Both Sides Of The Sky presents 13 studio recordings including 10 which have never before been released. All but two of these studio recordings were made all through a fertile period between January 1968 and 1970. Jimi’s mastery and use of the studio as a proving ground for new songs resulted in a growing collection of unusual material. This album completes a trilogy of albums [with Valleys Of Neptune and People, Hell & Angels] presenting the best and most significant unissued studio recordings remaining in the Hendrix archive. The songs include fascinating alternate versions of “Stepping Stone,” “Lover Man” and “Hear My Train A Comin'” in addition to recordings where Jimi is joined by special guests Johnny Winter and Stephen Stills. Both Sides Of The Sky was mixed by Eddie Kramer, the engineer for all of Hendrix’s albums all the way through the guitarist’s lifetime, and produced by Janie Hendrix, Kramer and John McDermott.
Mannish Boy – The first ever studio session by the group Hendrix would christen as his Band Of Gypsys. Hendrix, Cox & Miles shared a love for the blues as this driving, uptempo reworking of “Mannish Boy” by Muddy Waters makes clear.
Lover Man – Just two weeks before their triumphant New Year’s concerts at the Fillmore East in NYC [yielding both 1970’s Band Of Gypsys and 2016’s sequel Machine Gun], Hendrix gathered with Cox and Miles to cut this dynamic rendition of what had develop into a favorite concert staple.
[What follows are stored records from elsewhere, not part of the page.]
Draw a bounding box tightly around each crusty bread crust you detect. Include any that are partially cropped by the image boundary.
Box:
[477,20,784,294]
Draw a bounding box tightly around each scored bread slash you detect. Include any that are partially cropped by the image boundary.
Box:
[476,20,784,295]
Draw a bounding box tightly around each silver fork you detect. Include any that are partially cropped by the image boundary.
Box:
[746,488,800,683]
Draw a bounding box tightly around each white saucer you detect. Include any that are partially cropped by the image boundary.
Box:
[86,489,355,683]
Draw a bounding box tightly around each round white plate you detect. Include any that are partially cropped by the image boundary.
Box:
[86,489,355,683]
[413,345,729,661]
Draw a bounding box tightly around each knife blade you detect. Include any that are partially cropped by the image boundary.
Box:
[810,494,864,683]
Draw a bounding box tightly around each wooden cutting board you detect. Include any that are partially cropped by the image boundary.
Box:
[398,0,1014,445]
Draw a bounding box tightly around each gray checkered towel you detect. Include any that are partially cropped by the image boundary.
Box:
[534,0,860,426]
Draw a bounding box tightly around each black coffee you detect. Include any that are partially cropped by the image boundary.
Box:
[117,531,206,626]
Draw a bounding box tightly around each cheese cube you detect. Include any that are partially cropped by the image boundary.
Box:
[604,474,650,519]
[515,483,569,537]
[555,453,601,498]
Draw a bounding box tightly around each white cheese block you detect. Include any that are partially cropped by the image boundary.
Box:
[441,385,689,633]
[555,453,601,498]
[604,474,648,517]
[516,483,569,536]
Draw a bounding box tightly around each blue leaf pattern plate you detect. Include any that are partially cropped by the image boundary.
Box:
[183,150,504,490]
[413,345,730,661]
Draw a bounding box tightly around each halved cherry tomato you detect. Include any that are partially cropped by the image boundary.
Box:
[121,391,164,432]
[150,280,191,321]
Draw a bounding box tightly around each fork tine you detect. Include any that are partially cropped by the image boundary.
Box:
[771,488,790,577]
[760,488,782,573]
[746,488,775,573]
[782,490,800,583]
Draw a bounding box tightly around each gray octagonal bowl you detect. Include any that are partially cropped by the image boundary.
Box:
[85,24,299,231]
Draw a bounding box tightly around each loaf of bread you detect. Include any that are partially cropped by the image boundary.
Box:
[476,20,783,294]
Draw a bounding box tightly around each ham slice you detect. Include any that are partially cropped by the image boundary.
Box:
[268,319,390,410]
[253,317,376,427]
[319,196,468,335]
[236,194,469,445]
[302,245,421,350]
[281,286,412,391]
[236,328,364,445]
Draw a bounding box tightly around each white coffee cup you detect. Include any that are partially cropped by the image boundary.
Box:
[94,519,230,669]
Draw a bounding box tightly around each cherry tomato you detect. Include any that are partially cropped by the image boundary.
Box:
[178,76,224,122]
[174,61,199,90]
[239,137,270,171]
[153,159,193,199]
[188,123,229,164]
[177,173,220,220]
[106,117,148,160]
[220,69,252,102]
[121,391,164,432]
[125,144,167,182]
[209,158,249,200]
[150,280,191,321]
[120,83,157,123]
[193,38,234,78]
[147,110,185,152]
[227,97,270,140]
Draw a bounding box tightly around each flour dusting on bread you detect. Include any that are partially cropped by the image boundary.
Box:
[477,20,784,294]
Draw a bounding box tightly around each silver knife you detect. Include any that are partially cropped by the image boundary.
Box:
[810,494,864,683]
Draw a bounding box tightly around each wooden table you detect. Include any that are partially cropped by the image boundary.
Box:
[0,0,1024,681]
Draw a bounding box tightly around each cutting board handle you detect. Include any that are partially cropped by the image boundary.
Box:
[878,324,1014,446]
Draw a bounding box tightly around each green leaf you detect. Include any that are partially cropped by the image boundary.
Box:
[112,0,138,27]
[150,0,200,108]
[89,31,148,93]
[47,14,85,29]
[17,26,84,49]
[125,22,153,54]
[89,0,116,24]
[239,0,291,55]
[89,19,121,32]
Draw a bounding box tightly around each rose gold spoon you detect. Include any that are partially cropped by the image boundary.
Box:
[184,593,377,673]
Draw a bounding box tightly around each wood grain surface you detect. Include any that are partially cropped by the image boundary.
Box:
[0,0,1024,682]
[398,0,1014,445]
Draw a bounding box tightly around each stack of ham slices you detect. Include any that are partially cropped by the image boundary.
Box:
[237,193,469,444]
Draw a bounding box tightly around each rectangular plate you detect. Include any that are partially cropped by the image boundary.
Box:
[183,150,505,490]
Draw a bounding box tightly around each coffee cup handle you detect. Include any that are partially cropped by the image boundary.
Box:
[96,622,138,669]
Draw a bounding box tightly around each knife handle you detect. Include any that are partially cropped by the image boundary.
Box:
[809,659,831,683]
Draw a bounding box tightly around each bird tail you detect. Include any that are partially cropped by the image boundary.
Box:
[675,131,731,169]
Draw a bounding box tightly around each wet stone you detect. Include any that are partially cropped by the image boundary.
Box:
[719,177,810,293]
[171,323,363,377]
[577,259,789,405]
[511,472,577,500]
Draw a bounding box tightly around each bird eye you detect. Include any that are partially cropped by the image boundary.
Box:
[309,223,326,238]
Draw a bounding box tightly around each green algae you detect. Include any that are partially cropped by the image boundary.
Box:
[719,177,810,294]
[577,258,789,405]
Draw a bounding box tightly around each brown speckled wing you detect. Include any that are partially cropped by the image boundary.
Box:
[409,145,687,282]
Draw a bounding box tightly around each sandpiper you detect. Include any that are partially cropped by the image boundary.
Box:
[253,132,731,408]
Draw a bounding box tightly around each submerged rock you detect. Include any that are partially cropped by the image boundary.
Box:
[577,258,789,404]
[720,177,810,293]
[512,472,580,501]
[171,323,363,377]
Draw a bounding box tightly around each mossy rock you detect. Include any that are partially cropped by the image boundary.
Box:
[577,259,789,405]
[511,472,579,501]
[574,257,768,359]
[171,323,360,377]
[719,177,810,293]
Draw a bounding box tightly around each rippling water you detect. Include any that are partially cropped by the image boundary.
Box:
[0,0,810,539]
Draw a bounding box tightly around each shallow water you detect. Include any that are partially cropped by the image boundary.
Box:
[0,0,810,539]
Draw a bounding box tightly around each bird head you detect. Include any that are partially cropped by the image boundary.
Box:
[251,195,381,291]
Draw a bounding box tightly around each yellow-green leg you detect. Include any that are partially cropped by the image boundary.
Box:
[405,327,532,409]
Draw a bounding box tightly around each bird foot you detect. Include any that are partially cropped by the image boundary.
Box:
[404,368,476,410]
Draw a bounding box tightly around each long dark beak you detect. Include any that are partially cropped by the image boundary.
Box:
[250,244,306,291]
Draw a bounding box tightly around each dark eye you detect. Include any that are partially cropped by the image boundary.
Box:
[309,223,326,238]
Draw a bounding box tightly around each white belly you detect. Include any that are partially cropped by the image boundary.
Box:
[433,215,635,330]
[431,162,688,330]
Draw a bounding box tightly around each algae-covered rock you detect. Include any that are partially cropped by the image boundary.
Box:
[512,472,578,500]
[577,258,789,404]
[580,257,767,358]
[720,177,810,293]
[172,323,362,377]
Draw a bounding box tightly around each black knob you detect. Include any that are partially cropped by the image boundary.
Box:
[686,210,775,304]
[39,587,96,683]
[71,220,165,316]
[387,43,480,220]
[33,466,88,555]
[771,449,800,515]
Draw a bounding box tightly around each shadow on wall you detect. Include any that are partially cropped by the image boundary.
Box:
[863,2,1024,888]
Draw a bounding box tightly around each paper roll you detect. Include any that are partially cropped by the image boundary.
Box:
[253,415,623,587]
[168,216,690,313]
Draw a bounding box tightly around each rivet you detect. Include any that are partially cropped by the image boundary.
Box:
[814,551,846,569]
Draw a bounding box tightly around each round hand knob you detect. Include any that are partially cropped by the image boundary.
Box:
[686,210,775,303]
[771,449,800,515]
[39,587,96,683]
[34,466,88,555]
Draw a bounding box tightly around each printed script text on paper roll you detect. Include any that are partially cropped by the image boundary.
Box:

Stepping Stone – A totally unique take on this Hendrix favorite, with Jimi showcasing both blues and country styled licks atop a relentless, galloping beat.
$20 Fine -Stephen Stills joined Jimi, Mitch Mitchell and Buddy Miles Express keyboardist Duane Hitchings at this September 1969 session. With Stephen handling lead vocals and organ, Jimi added multiple guitar parts to this rollicking Stills original.
Power Of Soul – This 1970 studio session came three weeks after the Band Of Gypsys concerts at the Fillmore East. Even as a live version remains one of the crucial highpoints of Band Of Gypsys, Jimi never released a studio version all through his lifetime. For this album, we present the mix that Hendrix and Kramer prepared of the complete song at Electric Lady on August 22, 1970.
Jungle – The influence of Curtis Mayfield will also be heard here as Jimi expands on the “Villanova Junction Blues” theme he made famous by its inclusion in the 1970 Woodstock documentary.
Things I Used To Do – Jimi is joined for this rendition of Guitar Slim’s blues classic by Johnny Winter. Jimi’s trademark guitar work and Winter’s deft slide playing weaves in and around the foundation set by bassist Billy Cox and Crosby, Stills, Nash & Young drummer Dallas Taylor.
Georgia Blues – Jimi reunited with some old friends from his pre-Experience days. Lonnie Youngblood, with whom Hendrix played in R&B groups like Curtis Knight & The Squires, voiced this superb twelve bar blues neatly underpinned by Hendrix’s sublime rhythm and lead guitar work.
Sweet Angel – With Axis: Bold As Love only just released, Jimi immediately turned his focus to recording what would develop into Electric Ladyland. This gorgeous, instrumental reading of “Angel,”, features Jimi on guitar, bass and vibraphone joined by Mitch Mitchell.
Woodstock – Stephen Stills came to this session fresh from having visited Joni Mitchell, who had a new song that Stills was excited to check out and record. Long before CSNY’s version, Stephen, Jimi and Buddy Miles recorded this amazing rendition.
Send My Love To Linda – A superb new Hendrix original composition recorded with Cox and Miles in the aftermath of their successful Band Of Gypsys performances at the Fillmore East.
Cherokee Mist – Along side drummer Mitch Mitchell, Jimi created this moody, evocative original complete with his playing of a sitar to complement his traditional electric guitar.